Faltaba poquísimo para el amanecer, pero no le importaba porque no pensaba ir a entrenar; no sería capaz de levantarse. Ni siquiera se molestó en quitarse la ropa. Forcejeó con los zapatos y los dejó caer al suelo estrepitosamente. Luego se metió debajo de las sábanas, diciéndose que ya las lavaría al día siguiente, porque debía estar dejándolas hechas un asco.
Pensó que se dormiría al instante, pero a pesar de que los ojos se le cerraban, su mente continuaba dolorosamente activa. No dejaba de darle vueltas y más vueltas a la expresión de Saeko y de preguntarse si no la habría juzgado demasiado rápido. Por suerte, estaba tan cansada que no fue capaz ni de enfadarse consigo misma. No había hecho nada mal. Lo sabía. Cualquiera con dos dedos de frente habría rechazado el ofrecimiento.
«Sí, pero el estallido ¿era necesario?»
Como una niña pequeña que necesitaba echarle en cara a los demás todo. Se revolvió y Harun le mordisqueó un dedo como advertencia. Fátima enterró el rostro en la almohada y poco a poco fue sumiéndose en un sueño inquieto.
Se despertó al día siguiente por culpa del sol, que entraba a raudales por la ventana. Se le había olvidado correr las cortinas. Se dio la vuelta y se dio cuenta de que Harun no estaba. Normal, debía ser ya bastante tarde y se habría ido a buscar algo de comer.
Se quedó tumbada, con un brazo doblado bajo la cabeza. Necesitaba urgentemente un baño, pero no quería levantarse.
—Soy imbécil—masculló.
¿Cómo era posible que siguiera sintiéndose culpable, a pesar de que no había luchado contra Saeko, a pesar de haber salvado a su familia de los bandidos? La había ayudado, maldita sea.
Sí, pero la desagradecida había sido ella.
Levantó una mano y empezó a hacer dibujos con la yema de un dedo en las irregularidades de la pared. Recuperó algunos retazos del sueño. En él, Saeko no era aprendiza de Bastión Hueco, sino simplemente Saeko, una chica malhumorada pero fuerte y valiente.
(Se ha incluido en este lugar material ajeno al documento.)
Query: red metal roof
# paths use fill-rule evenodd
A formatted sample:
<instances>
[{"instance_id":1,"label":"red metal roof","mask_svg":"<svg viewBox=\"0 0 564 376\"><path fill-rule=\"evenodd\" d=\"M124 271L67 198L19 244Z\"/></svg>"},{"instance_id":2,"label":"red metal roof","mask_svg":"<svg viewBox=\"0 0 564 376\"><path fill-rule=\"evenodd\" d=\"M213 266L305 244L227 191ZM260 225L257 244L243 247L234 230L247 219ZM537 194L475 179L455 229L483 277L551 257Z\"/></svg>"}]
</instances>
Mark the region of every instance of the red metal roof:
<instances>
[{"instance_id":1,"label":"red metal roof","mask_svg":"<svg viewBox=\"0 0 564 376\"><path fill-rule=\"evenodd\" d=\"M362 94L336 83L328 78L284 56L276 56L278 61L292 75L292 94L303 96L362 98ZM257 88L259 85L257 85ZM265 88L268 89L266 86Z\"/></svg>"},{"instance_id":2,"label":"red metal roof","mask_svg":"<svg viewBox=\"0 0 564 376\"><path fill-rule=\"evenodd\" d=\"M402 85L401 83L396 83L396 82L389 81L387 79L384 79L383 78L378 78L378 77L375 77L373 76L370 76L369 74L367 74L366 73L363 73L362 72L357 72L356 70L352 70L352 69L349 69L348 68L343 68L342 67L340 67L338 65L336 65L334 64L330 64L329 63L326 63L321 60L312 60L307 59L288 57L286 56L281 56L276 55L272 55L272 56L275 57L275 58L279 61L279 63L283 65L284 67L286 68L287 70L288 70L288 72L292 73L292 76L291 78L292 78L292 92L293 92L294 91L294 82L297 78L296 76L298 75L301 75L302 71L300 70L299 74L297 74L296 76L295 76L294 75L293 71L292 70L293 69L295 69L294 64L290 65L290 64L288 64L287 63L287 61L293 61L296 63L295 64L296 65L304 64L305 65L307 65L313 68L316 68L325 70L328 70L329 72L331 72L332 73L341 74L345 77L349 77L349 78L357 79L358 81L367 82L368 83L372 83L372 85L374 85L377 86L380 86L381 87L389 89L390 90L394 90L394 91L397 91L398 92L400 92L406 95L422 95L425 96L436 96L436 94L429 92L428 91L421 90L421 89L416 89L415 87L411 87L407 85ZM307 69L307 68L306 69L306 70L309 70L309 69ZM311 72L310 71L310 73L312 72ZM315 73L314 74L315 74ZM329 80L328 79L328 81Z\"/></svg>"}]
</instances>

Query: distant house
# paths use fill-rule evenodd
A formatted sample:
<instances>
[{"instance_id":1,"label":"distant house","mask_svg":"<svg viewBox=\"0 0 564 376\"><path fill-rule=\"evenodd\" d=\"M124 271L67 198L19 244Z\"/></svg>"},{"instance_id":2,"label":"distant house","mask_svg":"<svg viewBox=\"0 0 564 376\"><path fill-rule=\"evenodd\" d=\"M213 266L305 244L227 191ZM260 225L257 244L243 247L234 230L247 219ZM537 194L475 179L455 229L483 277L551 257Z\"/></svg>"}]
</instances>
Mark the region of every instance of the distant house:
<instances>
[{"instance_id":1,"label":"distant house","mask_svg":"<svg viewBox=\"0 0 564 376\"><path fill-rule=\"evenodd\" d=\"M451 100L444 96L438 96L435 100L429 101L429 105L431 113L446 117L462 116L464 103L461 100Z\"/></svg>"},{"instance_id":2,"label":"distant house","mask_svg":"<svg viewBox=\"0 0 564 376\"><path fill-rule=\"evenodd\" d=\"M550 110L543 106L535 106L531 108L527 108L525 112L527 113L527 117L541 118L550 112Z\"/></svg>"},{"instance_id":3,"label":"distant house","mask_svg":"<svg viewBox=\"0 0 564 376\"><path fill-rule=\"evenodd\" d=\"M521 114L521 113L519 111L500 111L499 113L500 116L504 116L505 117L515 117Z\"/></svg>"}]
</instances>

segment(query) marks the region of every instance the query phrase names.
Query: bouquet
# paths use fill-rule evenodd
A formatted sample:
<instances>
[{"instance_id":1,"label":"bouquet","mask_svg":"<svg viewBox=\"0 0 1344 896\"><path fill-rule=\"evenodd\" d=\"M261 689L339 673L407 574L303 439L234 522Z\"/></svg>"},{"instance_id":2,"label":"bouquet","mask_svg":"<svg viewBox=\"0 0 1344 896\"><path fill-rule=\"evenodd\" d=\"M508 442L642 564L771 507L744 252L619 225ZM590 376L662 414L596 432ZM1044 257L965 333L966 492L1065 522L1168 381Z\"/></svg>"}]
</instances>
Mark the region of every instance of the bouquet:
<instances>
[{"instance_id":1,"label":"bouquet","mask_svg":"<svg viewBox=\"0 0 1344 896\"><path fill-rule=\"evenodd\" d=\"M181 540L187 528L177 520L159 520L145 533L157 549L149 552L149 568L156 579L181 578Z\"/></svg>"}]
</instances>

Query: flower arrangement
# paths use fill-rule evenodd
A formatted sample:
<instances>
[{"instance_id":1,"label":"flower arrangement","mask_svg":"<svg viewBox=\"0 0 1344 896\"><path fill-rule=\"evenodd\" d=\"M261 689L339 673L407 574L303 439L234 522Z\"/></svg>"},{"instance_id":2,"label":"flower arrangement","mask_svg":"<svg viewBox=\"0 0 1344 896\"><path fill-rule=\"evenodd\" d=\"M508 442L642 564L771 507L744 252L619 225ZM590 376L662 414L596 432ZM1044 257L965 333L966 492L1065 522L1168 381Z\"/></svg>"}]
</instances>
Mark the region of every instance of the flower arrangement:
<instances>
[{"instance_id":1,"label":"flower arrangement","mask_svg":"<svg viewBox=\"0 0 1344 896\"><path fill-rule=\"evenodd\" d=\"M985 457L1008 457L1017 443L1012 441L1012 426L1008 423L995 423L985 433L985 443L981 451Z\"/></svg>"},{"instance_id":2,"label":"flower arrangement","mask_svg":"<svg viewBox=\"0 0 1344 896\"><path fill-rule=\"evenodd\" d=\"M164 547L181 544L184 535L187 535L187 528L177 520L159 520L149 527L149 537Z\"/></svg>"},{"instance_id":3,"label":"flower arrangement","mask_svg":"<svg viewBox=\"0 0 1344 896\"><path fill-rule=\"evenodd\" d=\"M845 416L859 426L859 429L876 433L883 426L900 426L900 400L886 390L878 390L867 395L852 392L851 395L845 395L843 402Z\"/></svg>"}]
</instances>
Una mujer que quería volver a casa a ver a su familia tras una larga ausencia.
La convicción de que podría haberse quedado en su casa si ninguna hubiera sabido quién era la otra le dejó un extraño resquemor en la boca. Podrían haber bebido algo antes de irse a dormir, contarse verdades veladas y despedirse como dios mandaba. Con un apretón de manos —o una reverencia, en el caso de China— y sin gritos ni acusaciones porque se habían ayudado mutuamente.
Esbozó una sonrisa amarga. Si no hubieran sabido la verdad, hasta podrían haberse llevado bien.
Cerró los ojos y se acurrucó bajo las mantas.